Questions about the Hermetic Java project
David Holmes
david.holmes at oracle.com
Wed Jun 4 04:31:20 UTC 2025
On 4/06/2025 5:00 am, Jiangli Zhou wrote:
> On Mon, Jun 2, 2025 at 6:22 PM David Holmes <david.holmes at oracle.com> wrote:
>>
>> On 3/06/2025 9:29 am, Jiangli Zhou wrote:
>>> On Sun, Jun 1, 2025 at 7:55 PM David Holmes <david.holmes at oracle.com> wrote:
>>>>
>>>> On 31/05/2025 7:20 am, Jiangli Zhou wrote:
>>>>> On Thu, May 29, 2025 at 11:54 PM David Holmes <david.holmes at oracle.com> wrote:
>>>>>>
>>>>>> On 30/05/2025 9:26 am, Jiangli Zhou wrote:
>>>>>>>
>>>>>>> I just thought of one more thing related to the discussion now. Any
>>>>>>> concern if the implementation does not ignore JNI_OnLoad_L and etc if
>>>>>>> they are defined application's dynamically linked native libraries? Or
>>>>>>> that's unspecified behavior and it's up to the implement to decide?
>>>>>>
>>>>>> For Internal libraries or external? For external you have to follow the
>>>>>> spec - if both methods exist you only want to execute one of them.
>>>>>
>>>>> It's for the external (non-JDK) library that I'm a bit more cautious.
>>>>>
>>>>> In the existing code in JDK mainline,
>>>>> https://github.com/openjdk/jdk/blob/3cc630985d47be6ba4cf991698e999f17dbde203/src/java.base/share/classes/jdk/internal/loader/NativeLibraries.java#L117,
>>>>> loadLibrary() first tries to find the built-in library using
>>>>> JNI_OnLoad_L symbol (L is the library name). When dlsym is called to
>>>>> find the symbol from the main process, any of the already loaded
>>>>> shared libraries are also searched, as described by the dlsym man page
>>>>> (included related part below).
>>>>>
>>>>> https://man7.org/linux/man-pages/man3/dlsym.3.html:
>>>>> RTLD_DEFAULT
>>>>> Find the first occurrence of the desired symbol using the
>>>>> default shared object search order. The search will
>>>>> include global symbols in the executable and its
>>>>> dependencies, as well as symbols in shared objects that
>>>>> were dynamically loaded with the RTLD_GLOBAL flag.
>>>>>
>>>>> I think it would be rare, it is possible to construct such case:
>>>>>
>>>>> There are user JNI libraries A and B, with B is built as a dependency
>>>>> of A. A defines JNI_OnLoad_A and JNI_OnLoad. B defines JNI_OnLoad_B
>>>>> and JNI_OnLoad. When A is being loaded using loadLibrary(),
>>>>> loadLibrary() tries first to lookup JNI_OnLoad_A, which is not found.
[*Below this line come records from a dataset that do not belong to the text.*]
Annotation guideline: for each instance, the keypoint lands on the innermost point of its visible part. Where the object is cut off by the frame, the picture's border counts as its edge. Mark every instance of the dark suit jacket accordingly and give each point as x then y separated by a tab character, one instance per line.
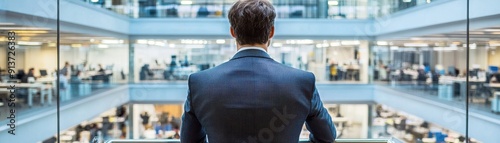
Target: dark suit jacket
253	98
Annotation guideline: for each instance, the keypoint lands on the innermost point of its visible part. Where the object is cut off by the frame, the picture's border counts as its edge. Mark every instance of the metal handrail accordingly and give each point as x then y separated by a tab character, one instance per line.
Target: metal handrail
389	140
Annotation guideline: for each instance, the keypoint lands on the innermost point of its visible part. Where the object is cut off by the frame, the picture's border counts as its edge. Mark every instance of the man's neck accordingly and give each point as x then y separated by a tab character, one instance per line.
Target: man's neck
263	46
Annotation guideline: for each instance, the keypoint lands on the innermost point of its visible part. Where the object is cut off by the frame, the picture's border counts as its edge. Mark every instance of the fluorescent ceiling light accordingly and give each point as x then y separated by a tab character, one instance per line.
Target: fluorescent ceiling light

>>>>> A is then loaded dynamically, which causes B being loaded implicitly
>>>>> as a dependency of A. Later when loadLibrary() is called for B,
>>>>> JNI_OnLoad_B would be found and then called. This is an existing
>>>>> behavior. I think it's an unspecified behavior and we don't need to
>>>>> add any additional checks to prevent JNI_OnLoad_B from being called.
>>>>
>>>> That sounds like a significant design flaw to me. You can't specify that
>>>> JNI_OnLoad_L will only be called if L is statically linked, if the
>>>> existence of JNI_OnLoad_L is used to infer that L is statically linked!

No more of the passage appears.